Use induction to show that $(a\cdot b)^n = a^n \cdot b^n$ for any $n \geq 1$.
Show that $a^{-n} = (a^{-1})^n$ and then prove it for negative integers.
Solution: Since $G$ is an abelian group, for any $a,b \in G$, we have $a\cdot b = b \cdot a$. We need to prove hat for any $n \in \mathbb{Z} $, $(a\cdot b)^n = = a^n \cdot b^n$. Let us first prove this for $n \in \mathbb{N} $. We will prove this by the method of induction. Let $P(n)$ be the statement that $(a\cdot b)^n = a^n \cdot b^n$.
Since $G$ is abelian, $P(1)$ is true.
Let $P(k)$ is true.
We need to prove that $P(k+1)$ is true. Note that
\begin{align*}
(a\cdot b)^{k+1} & = (a\cdot b)^k \cdot (a\cdot b) = (a^k \cdot b^k ) \cdot a \cdot b \\
& = a^k \cdot (b^k \cdot a) \cdot b = a^k \cdot (a \cdot b^k) \cdot b \\
& = a^{k+1} \cdot b^{k+1}.
\end{align*}
Thus by the method of induction, we conclude that for $n \in \mathbb{N} $, $(a \cdot b)^n = a^n \cdot b^n$.

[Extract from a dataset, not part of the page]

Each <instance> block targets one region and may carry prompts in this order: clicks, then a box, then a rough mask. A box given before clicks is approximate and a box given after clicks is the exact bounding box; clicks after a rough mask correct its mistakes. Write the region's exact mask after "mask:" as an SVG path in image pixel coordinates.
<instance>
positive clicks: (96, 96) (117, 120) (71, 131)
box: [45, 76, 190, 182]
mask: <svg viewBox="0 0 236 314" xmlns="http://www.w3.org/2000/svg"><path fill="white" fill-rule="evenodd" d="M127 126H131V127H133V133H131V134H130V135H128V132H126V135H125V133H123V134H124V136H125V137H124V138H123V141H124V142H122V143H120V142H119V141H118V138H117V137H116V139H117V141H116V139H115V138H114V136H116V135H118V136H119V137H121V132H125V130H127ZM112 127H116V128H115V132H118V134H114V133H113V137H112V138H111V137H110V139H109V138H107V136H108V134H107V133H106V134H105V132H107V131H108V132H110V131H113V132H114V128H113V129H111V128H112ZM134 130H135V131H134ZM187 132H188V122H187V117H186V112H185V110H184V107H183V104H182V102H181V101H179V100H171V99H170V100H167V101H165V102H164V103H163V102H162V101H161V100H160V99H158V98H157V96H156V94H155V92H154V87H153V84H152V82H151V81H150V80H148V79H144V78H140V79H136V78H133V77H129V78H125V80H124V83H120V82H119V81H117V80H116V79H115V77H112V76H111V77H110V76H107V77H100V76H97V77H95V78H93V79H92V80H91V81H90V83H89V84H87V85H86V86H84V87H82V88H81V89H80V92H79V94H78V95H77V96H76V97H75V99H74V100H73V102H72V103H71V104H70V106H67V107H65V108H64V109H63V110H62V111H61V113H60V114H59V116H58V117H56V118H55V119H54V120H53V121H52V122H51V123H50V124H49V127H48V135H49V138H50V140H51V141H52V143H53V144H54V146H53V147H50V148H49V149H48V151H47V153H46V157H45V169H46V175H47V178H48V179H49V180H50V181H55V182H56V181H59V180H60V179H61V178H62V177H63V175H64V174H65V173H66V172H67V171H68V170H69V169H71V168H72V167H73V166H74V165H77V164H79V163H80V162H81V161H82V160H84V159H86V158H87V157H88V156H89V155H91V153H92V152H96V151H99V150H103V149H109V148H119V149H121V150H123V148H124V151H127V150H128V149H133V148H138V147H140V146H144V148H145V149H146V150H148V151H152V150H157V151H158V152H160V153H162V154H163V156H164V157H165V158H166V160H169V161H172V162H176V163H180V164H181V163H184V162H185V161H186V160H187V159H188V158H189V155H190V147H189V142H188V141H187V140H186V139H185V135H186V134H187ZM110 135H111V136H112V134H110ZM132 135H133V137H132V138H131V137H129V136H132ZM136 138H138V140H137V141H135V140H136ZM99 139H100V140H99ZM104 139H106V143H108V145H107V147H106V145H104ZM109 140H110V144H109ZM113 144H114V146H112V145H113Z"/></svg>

For $n\in \mathbb{N} $, we note that
\begin{gather*}
(a\cdot b)^{-1} = b^{-1} \cdot a^{-1} = a^{-1} \cdot b^{-1} \text{ and } \\
(a^{-1} )^n = a^{-n}.
\end{gather*}
Thus, using the above two, we have
\begin{align*}
(a\cdot b)^{-n} = \left( (a\cdot b)^{-1} \right) ^n = \left( a^{-1} \cdot b^{-1} \right) ^n = a^{-n} \cdot b^{-n}.
\end{align*}
Therefore, for $n \in \mathbb{Z} $, we proved that $(a\cdot b)^n = a^n \cdot b^n$.